President welcomes famous Canadian-Armenian soprano Bayrakdarian

ArmenPress
April 19 2004

PRESIDENT WELCOMES FAMOUS CANADIAN ARMENIAN SOPRANO

YEREVAN, APRIL 19, ARMENPRESS: Armenian president Robert Kocharian
welcomed today a world-famous Canadian Armenian singer Isabel
Bayrakdarian, described by critics as “the glamorous and glamorously
gifted soprano.”
Isabel Bayrakdarian visits Armenia for the first time. She shared
her impressions with the president saying she was delighted and
promising to come again and again. She said she was enchanted with
the rich cultural life of Armenia and the high professionalism of
Armenian musicians. In Yerevan she will perform one concert.
First prize winner of the prestigious Placido Domingo “Operalia”
Competition in 2000 and a recipient of the Queen Elizabeth II Golden
Jubilee medal, Canadian Armenian soprano Isabel Bayrakdarian made an
impressive series of appearances in the 2002/2003 season, including
debuts at the Paris Opera (Bastille) as Susanna in Le Nozze di
Figaro, as Catherine in A View from the Bridge at the Metropolitan
Opera, Zerlina in Don Giovanni at the Salzburg Festival, Elisa in Il
Re Pastore at Brussels’s Theatre de la Monnaie, and Clorinda in Il
Combattimento di Tancredi e Clorinda at Los Angeles Opera. Her
numerous concerts and recital appearances took her to New York,
Berkeley, Costa Mesa, Ottawa, Montreal, Vancouver, Edmonton,
Winnipeg, and Cyprus.
Miss Bayrakdarian can be heard on the Grammy Award winning
soundtrack of the blockbuster movie The Two Towers, the second
installment in The Lord of The Rings trilogy, as well as the multiple
award-winning Canadian movie Ararat.

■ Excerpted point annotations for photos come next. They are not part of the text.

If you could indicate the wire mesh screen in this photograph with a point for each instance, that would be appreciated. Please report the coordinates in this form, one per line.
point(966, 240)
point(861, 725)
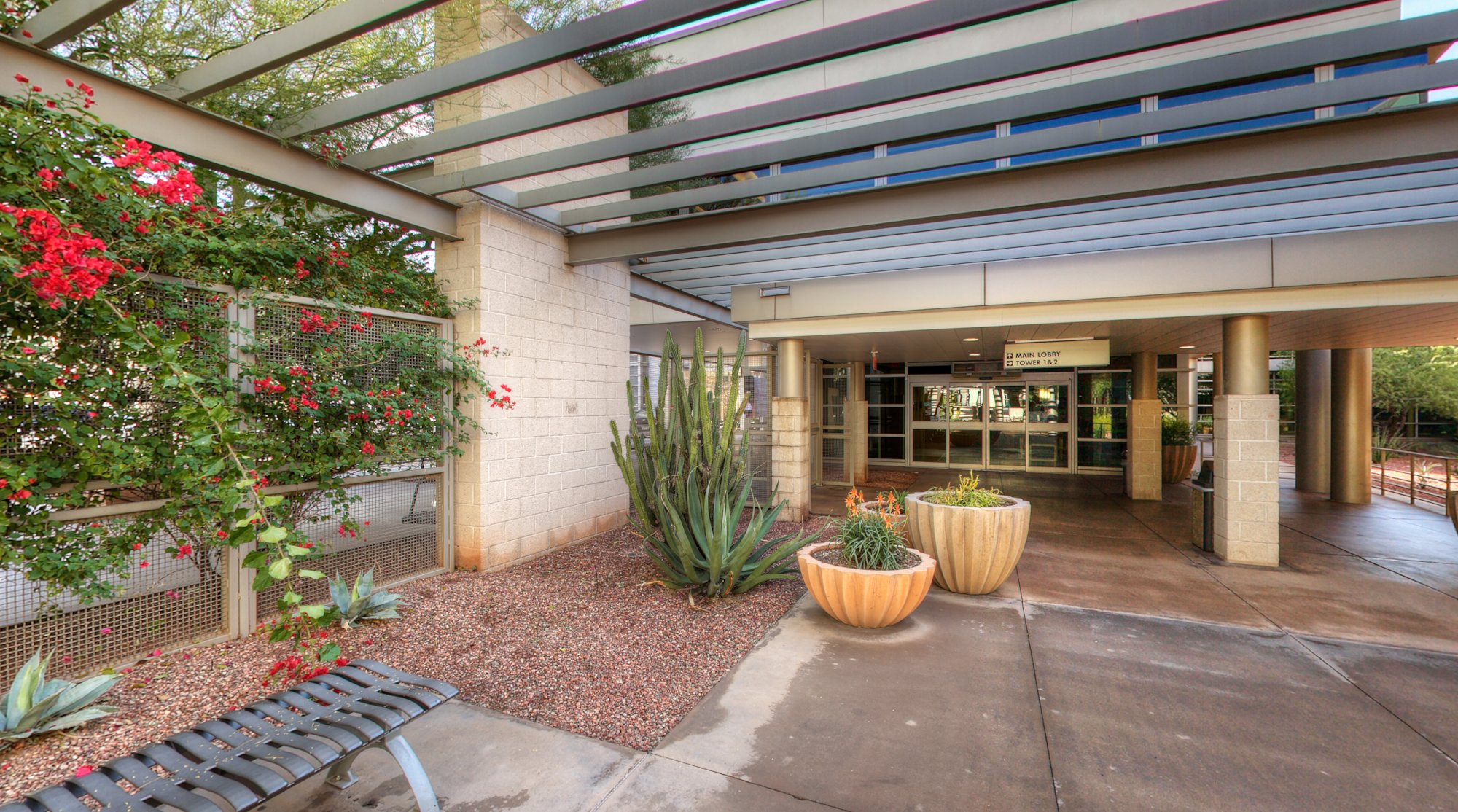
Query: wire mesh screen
point(400, 536)
point(163, 604)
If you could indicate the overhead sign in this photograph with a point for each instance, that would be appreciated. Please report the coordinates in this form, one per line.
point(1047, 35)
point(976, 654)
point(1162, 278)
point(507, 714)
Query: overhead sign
point(1043, 355)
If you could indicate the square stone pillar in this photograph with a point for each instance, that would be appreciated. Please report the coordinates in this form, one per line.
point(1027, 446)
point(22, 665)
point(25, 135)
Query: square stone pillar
point(791, 456)
point(1247, 491)
point(1142, 476)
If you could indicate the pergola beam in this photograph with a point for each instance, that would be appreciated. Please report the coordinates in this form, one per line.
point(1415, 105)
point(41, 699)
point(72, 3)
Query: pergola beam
point(1405, 136)
point(1272, 59)
point(233, 148)
point(1239, 109)
point(582, 37)
point(310, 36)
point(63, 20)
point(674, 300)
point(1106, 43)
point(865, 34)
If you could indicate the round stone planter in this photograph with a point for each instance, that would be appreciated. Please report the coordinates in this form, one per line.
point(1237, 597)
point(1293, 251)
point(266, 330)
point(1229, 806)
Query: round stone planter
point(1177, 463)
point(976, 549)
point(865, 598)
point(899, 523)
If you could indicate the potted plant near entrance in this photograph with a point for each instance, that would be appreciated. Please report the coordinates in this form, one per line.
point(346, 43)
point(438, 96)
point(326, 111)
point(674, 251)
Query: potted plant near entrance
point(975, 534)
point(1180, 451)
point(868, 578)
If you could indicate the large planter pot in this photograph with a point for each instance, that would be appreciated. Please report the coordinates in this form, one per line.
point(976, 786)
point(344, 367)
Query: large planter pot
point(899, 523)
point(1177, 463)
point(976, 549)
point(865, 598)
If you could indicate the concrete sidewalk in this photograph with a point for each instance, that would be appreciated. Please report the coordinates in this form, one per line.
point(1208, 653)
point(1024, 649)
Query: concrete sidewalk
point(1119, 670)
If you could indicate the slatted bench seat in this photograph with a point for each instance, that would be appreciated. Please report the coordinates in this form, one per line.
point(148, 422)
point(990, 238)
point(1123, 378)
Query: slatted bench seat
point(256, 753)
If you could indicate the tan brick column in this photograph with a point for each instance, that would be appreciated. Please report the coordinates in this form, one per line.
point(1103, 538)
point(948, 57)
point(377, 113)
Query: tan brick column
point(540, 476)
point(791, 457)
point(1247, 491)
point(1142, 476)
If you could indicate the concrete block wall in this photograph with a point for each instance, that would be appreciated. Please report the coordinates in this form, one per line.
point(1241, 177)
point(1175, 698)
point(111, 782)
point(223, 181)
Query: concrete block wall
point(540, 476)
point(791, 456)
point(1142, 476)
point(1247, 486)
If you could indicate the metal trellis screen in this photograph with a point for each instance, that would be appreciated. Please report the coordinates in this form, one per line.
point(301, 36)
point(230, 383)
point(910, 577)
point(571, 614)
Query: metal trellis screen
point(400, 517)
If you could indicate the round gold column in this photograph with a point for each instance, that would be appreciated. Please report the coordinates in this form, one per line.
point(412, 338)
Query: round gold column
point(1352, 426)
point(1247, 351)
point(791, 368)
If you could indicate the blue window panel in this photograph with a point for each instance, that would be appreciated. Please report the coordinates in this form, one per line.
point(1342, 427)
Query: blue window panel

When Miss Bayrakdarian’s debut
recording “Joyous Light” was released in March 2002 on the CBC label,
it went straight to No. 1 in the classical charts across Canada.
Miss Bayrakdarian has been the recipient of many grants, including
a Canada Council Grant, the Sullivan Foundation Grant, the 2000
Leonie Rysanek Award from the George London Foundation, and the
Metropolitan Opera National Council Award in 1997.